Es zeigt sich nämlich, wie erkennbar eng der Handlungsspielraum der Uniformierten geworden ist. Wenn sie tatsächlich alles auf eine Karte setzen, könnten sie die Uhren vielleicht noch einmal mit den Spitzen ihrer Bajonette zurückdrehen - doch dann stünden sie ebenso wie die Rechte ohne weitere Optionen da. Der Putsch gegen die Regierung Allende im Jahr 1973 konnte nur deshalb in eine politische Plattform münden, weil die damalige US-Regierung mitspielte. Doch die harsche Reaktion der Clinton-Administration auf die konkurrenzlose Wiederwahl Alberto Fujimoris in Peru lässt auch in Santiago begreifen, in Washington will sich niemand mehr für Brachialmethoden und Autokraten aus dem Fenster hängen. Schon gar nicht in einem Wahljahr. Mehr noch: laut Washington Post erwägt das US-Justizministerium nun ernsthaft, selbst ein Verfahren gegen Pinochet wegen der 1976 in Washington erfolgten Ermordung des vormaligen chilenischen Außenministers Orlando Letelier einzuleiten.
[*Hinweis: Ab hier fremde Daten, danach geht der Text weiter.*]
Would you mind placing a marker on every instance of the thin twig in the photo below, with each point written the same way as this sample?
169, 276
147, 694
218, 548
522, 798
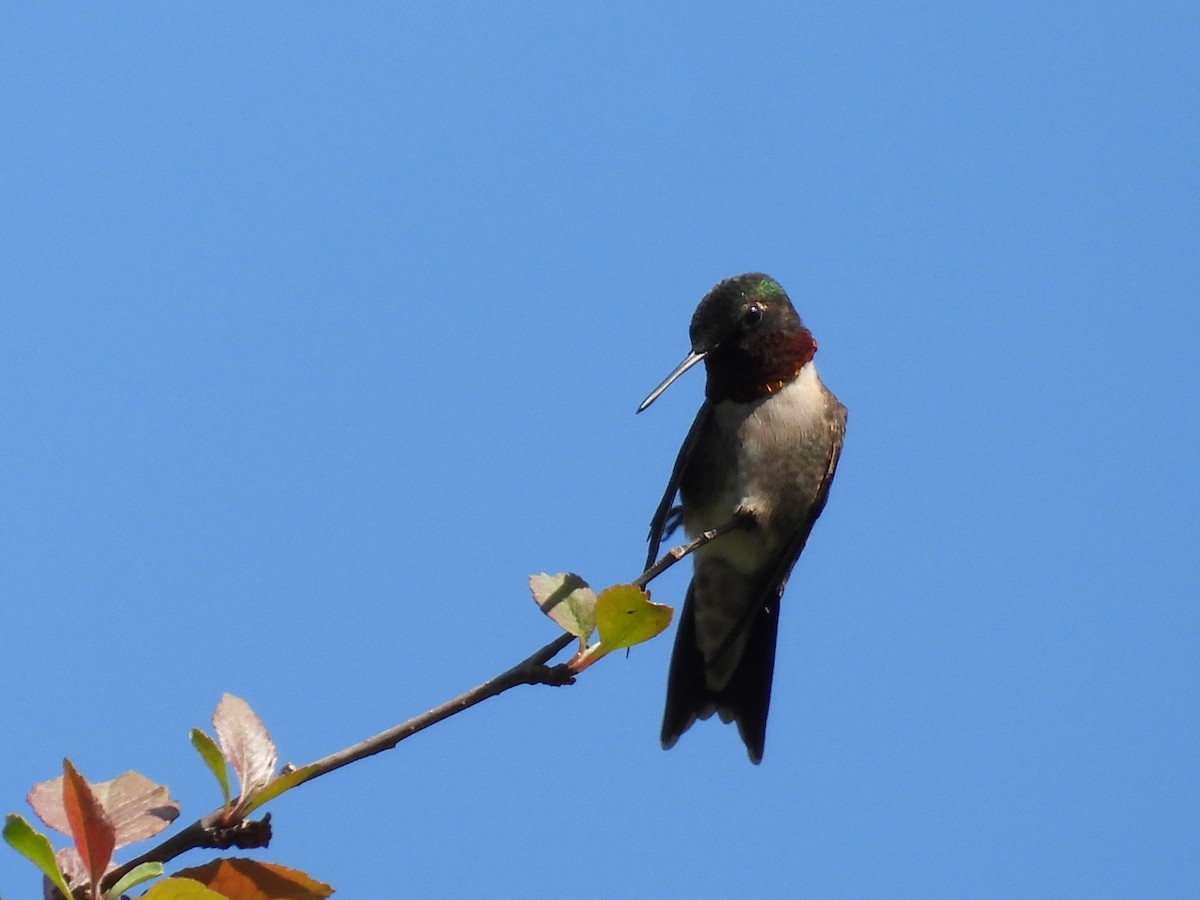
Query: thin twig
676, 553
209, 832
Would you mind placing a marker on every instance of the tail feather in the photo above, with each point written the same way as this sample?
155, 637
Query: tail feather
745, 700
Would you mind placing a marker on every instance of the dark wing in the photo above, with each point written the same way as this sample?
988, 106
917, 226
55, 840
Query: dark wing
659, 523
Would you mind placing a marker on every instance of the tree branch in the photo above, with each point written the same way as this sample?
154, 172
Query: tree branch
213, 832
210, 831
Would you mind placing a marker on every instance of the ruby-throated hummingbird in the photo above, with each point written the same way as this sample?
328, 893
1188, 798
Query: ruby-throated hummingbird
759, 461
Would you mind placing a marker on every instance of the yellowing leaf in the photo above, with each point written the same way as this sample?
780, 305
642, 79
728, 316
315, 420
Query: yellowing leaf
568, 600
625, 617
250, 880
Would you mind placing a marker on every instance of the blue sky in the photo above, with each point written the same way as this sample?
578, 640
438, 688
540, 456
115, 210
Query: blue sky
324, 325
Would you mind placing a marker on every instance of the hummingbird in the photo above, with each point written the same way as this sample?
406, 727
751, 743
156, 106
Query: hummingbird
756, 466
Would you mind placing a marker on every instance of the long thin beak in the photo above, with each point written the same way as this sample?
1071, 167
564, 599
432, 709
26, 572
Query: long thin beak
690, 360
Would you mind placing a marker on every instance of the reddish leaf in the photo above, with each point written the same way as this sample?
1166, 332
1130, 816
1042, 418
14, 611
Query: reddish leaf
250, 880
90, 827
245, 743
137, 807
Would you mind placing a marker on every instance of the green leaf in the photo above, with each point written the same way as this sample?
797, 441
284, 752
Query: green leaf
36, 849
215, 760
627, 617
568, 600
286, 781
133, 877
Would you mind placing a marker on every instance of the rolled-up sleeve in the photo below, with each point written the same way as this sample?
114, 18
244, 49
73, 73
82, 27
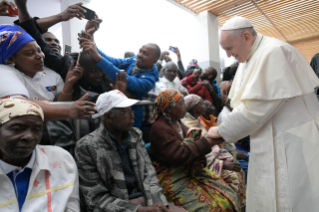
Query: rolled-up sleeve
248, 117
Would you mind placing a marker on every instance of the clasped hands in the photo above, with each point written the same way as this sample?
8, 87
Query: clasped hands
213, 136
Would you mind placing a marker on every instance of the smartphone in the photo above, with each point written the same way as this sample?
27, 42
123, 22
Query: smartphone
89, 15
68, 49
172, 48
11, 11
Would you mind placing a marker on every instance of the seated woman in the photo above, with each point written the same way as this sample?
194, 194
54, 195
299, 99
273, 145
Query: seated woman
33, 177
26, 62
179, 160
220, 161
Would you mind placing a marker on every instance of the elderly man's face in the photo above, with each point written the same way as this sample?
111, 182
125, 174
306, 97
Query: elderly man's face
237, 47
19, 137
53, 42
178, 111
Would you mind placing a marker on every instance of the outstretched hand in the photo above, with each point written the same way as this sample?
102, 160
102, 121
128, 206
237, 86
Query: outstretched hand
81, 109
74, 74
121, 82
93, 25
73, 11
88, 45
164, 55
4, 8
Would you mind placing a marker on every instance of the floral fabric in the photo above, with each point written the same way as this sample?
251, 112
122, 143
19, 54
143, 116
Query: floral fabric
196, 188
163, 100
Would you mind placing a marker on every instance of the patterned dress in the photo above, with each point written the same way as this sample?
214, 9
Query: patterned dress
196, 188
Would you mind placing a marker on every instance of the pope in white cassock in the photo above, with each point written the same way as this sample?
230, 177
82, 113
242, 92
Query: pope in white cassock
273, 101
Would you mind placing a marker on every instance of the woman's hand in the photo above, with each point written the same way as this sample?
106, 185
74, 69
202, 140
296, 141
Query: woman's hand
213, 133
120, 82
81, 109
74, 74
89, 46
93, 25
242, 156
73, 11
4, 8
231, 166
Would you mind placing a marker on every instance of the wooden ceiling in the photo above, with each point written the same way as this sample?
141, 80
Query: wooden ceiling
295, 22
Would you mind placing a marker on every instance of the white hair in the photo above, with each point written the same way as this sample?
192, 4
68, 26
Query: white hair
237, 33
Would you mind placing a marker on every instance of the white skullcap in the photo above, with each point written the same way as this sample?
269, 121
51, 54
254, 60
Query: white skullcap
236, 23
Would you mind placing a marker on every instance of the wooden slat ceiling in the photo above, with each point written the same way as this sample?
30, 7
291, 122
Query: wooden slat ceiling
292, 21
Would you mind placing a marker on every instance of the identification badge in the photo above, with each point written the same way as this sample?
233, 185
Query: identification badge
51, 88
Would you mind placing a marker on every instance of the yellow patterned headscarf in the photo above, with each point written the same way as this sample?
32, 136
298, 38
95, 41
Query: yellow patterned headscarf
13, 108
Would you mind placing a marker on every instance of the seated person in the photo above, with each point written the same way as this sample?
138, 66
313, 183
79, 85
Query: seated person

Pinochets Entourage kann sich somit ohne großen intellektuellen Aufwand ausrechnen, dass sie im internationalen Kontext auf keine nennenswerten Bündnispartner mehr zählen kann - und deshalb im Gefolge einer Revolte oder eines Staatsstreichs auch innenpolitisch ohne Erfolgschance bliebe. Eine mögliche Anklage gegen Pinochet könnte allerdings noch in einer anderen Richtung Konsequenzen zeitigen: Jene nämlich, dass auch in anderen lateinamerikanischen Staaten abgehalfterte Militär-Diktatoren endlich zur Verantwortung gezogen werden. Dies gilt vor allem für das Nachbarland Argentinien, wo die jüngste Wendung im Fall Pinochet unmittelbare Perspektiven eröffnet. Seit zehn Jahren untersucht dort die Richterin Maria Servini de Cubria den am 30. September 1974 in Buenos Aires verübten Mord an dem Allende-loyalen chilenischen Armeechef Carlos Prats. Inzwischen scheint hinlänglich klar, dass der Mordbefehl direkt von Pinochet kam. Wenn dessen Immunität nun aufgehoben werden sollte, steht der Richterin die Möglichkeit offen, gegen ihn auch in Argentinien ein Verfahren zu eröffnen. Dies wiederum würde ihr den Zugriff auf die argentinischen Mittäter eröffnen: ausnahmslos Prätorianer jener Clique, die 1976 in diesem Land gleichfalls ein blutiges Obristen-Regime errichtet hatte. Stehen derlei Offiziere erst einmal in Buenos Aires vor Gericht - es käme einem Dammbruch gleich, der weitreichende Folgen hätte. Da trifft es sich gut, dass dieselbe Richterin für 16 von oberen Instanzen niedergehaltene Verfahren zuständig ist, bei denen es um den vom Regime inszenierten Raub von Kleinkindern politisch Verfolgter während der argentinischen Militärdiktatur geht.